Britannica offers a definition for Critical Race Theory:

“Critical Race Theory [is an] intellectual movement and loosely organized framework of legal analysis based on the premise that race is not a natural, biologically grounded feature of physically distinct subgroups of human beings but a socially constructed (culturally invented) category that is used to oppress and exploit people of colour,” reads Britannica‘s definition

The teaching of Critical Race Theory is an opportunity being stripped from many teachers who find the topic of race important. In some states, violators now risk losing their teaching license

While some argue that Critical Race Theory is graduate-level, and thus incapable of being taught in schools before college — as expressed by board member Dr. Jeff Charney — there are ways to teach about racism by means acceptable for younger students. 

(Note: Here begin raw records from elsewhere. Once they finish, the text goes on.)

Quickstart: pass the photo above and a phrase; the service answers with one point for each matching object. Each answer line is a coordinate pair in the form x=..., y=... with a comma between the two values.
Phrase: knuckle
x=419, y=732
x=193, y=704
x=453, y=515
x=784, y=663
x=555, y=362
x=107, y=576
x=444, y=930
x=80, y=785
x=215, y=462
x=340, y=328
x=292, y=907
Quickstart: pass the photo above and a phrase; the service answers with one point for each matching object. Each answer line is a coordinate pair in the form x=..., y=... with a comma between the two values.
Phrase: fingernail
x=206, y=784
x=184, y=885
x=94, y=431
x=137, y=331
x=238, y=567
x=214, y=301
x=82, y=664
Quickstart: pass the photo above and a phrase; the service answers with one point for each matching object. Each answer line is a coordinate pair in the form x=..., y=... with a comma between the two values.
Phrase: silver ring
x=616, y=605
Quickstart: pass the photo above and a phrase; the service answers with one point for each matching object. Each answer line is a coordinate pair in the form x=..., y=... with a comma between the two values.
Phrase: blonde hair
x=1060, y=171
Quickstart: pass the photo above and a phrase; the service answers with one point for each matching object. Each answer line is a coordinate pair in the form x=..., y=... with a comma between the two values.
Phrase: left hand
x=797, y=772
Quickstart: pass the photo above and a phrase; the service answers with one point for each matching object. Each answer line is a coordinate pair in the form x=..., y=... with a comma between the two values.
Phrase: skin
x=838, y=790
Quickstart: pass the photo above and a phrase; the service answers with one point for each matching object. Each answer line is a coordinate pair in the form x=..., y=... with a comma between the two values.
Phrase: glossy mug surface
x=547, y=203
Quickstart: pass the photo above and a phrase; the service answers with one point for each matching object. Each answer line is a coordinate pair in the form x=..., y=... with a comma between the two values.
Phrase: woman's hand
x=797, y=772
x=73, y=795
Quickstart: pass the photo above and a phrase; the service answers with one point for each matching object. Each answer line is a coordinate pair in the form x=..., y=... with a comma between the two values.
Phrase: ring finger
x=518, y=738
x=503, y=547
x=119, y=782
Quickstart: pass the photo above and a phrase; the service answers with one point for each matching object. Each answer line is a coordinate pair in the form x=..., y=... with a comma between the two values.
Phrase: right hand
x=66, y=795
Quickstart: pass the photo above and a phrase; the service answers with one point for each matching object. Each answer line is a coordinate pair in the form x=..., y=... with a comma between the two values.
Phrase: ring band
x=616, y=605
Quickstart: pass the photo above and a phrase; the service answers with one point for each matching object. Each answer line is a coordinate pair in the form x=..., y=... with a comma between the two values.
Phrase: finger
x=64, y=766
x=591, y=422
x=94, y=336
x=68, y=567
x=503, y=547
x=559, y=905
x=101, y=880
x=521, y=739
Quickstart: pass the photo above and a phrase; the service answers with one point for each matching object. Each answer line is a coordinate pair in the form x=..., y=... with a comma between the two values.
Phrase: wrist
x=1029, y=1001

Graduate-level educators who have studied Critical Race Theory, other related fields, can be best-equipped to assist younger students in understanding racism. 

To consider the loosely-organized framework in a classroom setting, educators are not required to reach graduate-level discussion, and can instead indirectly utilize their knowledge of the theory, and other graduate-level frameworks, to reach younger students in a communicative, effective manner.

While many stray away from discussions on race in classrooms below college level, the formation of Students Against Racism gives Hunterdon Central Regional students an opportunity to discuss racism in a productive and educational manner on their own.